Smøla
- Interactive map of Smøla

Geography
- Location: Møre og Romsdal, Norway
- Coordinates: 63°21′24″N 8°02′03″E﻿ / ﻿63.3566°N 8.0342°E
- Archipelago: Smøla
- Area: 216 km^{2} (83 sq mi)
- Area rank: 19 in Norway;
- Length: 17 km (10.6 mi)
- Width: 20.8 km (12.92 mi)
- Highest elevation: 64 m (210 ft)
- Highest point: Nelvikberget

Administration
- Norway
- County: Møre og Romsdal
- Municipality: Smøla Municipality

= Smøla (island) =

Island in Smøla Municipality, Norway

Smøla is the 19th largest island in Norway. The island is located in Smøla Municipality in Møre og Romsdal county; the vast majority of the municipality is the island. The island has a good road network across the island that connects it to many of the small surrounding islands, however, it does not have any outside road connections to the rest of Norway. The only regular ferry service is via the small island of Edøya to the south of Smøla, which one can drive to and from Smøla.
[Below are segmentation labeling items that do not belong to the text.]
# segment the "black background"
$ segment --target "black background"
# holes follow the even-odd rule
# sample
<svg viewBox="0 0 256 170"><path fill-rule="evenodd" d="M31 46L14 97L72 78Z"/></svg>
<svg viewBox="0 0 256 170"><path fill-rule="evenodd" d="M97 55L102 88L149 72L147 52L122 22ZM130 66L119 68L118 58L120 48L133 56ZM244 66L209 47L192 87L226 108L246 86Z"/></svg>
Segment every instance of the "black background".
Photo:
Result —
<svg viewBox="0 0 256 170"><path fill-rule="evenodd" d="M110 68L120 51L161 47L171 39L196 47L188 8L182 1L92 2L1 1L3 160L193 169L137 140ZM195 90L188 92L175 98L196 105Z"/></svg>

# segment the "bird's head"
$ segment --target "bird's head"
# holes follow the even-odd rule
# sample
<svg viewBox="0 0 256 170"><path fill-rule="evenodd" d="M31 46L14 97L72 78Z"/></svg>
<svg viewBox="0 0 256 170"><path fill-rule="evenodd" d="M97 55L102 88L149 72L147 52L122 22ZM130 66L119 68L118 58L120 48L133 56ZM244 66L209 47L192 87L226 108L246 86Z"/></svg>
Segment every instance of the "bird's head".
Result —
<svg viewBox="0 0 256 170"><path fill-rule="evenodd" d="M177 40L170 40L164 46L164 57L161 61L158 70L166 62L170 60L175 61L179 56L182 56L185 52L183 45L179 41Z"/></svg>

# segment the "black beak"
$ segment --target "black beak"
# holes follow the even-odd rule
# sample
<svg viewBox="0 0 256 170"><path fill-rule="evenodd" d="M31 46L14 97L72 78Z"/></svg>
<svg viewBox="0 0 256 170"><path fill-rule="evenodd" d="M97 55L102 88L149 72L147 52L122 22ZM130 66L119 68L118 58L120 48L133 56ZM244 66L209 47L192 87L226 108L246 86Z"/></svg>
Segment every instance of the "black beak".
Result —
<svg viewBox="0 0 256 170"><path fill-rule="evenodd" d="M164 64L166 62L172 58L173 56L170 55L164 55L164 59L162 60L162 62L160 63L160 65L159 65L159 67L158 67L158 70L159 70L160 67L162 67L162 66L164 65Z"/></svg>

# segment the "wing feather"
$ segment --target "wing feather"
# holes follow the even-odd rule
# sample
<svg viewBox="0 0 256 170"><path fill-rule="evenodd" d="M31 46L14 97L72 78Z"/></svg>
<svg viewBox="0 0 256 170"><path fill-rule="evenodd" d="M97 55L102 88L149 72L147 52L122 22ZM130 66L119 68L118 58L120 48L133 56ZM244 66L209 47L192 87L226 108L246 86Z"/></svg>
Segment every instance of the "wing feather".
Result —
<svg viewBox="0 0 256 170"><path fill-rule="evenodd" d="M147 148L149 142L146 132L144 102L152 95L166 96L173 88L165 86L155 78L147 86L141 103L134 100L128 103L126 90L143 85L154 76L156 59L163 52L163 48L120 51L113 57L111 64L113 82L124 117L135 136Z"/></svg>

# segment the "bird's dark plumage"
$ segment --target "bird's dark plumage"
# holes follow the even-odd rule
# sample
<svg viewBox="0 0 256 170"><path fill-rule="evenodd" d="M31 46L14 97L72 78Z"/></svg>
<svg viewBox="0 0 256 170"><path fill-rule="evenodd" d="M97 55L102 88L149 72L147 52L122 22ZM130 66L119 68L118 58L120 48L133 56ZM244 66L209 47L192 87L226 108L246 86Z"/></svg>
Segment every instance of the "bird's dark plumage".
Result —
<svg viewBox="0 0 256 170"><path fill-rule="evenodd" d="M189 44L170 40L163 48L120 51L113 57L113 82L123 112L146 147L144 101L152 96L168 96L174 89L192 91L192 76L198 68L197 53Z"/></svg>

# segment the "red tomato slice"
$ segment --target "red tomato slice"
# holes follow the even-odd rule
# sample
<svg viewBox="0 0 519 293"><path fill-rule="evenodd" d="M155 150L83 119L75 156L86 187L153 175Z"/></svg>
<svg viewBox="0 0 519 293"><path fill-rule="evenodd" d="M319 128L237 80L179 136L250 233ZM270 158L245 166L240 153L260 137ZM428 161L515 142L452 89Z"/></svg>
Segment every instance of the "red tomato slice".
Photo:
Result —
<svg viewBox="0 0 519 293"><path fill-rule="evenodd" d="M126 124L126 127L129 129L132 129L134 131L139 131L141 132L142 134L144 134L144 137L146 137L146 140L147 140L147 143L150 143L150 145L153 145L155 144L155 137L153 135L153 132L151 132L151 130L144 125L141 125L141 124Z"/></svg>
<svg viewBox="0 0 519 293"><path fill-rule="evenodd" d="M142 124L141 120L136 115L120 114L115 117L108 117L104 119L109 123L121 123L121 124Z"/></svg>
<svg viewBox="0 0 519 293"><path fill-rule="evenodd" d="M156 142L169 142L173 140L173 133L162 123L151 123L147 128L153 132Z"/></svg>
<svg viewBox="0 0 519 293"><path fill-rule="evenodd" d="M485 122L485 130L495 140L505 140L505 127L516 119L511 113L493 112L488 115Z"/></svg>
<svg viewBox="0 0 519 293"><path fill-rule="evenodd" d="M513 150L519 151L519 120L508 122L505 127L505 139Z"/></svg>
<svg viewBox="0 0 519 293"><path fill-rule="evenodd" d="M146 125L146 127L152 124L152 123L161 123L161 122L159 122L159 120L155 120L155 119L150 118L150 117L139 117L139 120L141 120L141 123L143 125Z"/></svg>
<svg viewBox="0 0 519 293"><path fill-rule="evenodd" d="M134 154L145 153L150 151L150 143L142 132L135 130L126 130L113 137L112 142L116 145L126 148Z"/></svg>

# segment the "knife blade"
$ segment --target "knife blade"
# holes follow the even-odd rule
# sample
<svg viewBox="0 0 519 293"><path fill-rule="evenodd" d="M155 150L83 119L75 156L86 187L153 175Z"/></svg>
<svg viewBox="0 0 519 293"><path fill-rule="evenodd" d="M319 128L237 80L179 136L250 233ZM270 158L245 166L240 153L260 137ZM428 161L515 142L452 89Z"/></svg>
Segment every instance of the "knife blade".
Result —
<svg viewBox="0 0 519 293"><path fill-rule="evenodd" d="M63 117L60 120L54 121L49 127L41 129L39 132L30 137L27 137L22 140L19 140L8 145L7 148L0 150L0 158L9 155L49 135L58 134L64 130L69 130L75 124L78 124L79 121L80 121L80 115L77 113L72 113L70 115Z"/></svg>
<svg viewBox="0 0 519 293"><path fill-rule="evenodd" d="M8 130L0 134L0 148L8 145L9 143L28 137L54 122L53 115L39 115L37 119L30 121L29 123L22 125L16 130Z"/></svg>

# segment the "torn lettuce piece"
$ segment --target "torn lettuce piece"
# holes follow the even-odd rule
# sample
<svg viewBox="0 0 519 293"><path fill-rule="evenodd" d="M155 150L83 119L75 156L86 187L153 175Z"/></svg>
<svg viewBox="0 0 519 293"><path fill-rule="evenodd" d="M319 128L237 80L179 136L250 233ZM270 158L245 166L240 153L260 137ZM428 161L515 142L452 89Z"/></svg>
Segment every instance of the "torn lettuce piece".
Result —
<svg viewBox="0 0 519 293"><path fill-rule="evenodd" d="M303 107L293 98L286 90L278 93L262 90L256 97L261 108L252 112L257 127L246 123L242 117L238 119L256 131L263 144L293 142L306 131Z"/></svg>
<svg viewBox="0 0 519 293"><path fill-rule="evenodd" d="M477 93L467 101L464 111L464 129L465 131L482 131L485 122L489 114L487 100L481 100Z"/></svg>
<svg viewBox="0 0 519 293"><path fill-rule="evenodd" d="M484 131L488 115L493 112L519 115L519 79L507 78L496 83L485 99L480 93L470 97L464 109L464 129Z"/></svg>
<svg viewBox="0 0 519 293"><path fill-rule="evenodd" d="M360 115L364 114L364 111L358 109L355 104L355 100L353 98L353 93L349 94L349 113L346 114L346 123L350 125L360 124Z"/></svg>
The population of the island is mostly employed in the fishing industry or in industries that support the fishing industry. There is also a window factory on the island, as well as some dairy and vegetable farming (especially carrots).

==Geography==
The island lies to the north of the Edøyfjorden and to the west of the Ramsøyfjorden, about 25 km north of the town of Kristiansund. The islands of Hitra and Frøya lie to the northeast, Skardsøya and Ertvågsøya to the southeast, Stabblandet and Tustna to the south, and the open Norwegian Sea to the west and north.

The 214 km2 island is very low and marshy with only 5% of the land cultivated into agricultural use. The highest point on the island is the 63 m high Nerdvikberget. The island is surrounded by literally thousands of small islets including the historically-important island of Edøya. Due to the flat, unobstructed nature of the island, the Smøla Wind Farm is located on the northwestern part of the island.

==History==
Scientists of the Institute of Geodesy and Geoinformationtechnique of Technische Universität Berlin were testing the antique maps of Ptolemy and recognized a pattern of calculation mistakes that occurred when one tried to convert the old coordinates from Ptolemy into modern cartographical maps. The scientists believe that, when one compensates for these mistakes, the mythological location Thule corresponds to the island of Smøla.

The island has been governed by a variety of municipalities over the years. At one point it was divided over 3 different municipalities: Brattvær Municipality, Hopen Municipality, and Edøy Municipality. Today, there are 3 churches on the island (Brattvær Church, Hopen Church, and Edøy Church), each was the main church for those respective municipalities. Since 1960, the whole island has been part of the same municipality. The largest population centres on the island are the villages of Hopen (in the north) and Råket-Dyrnes (in the northwest).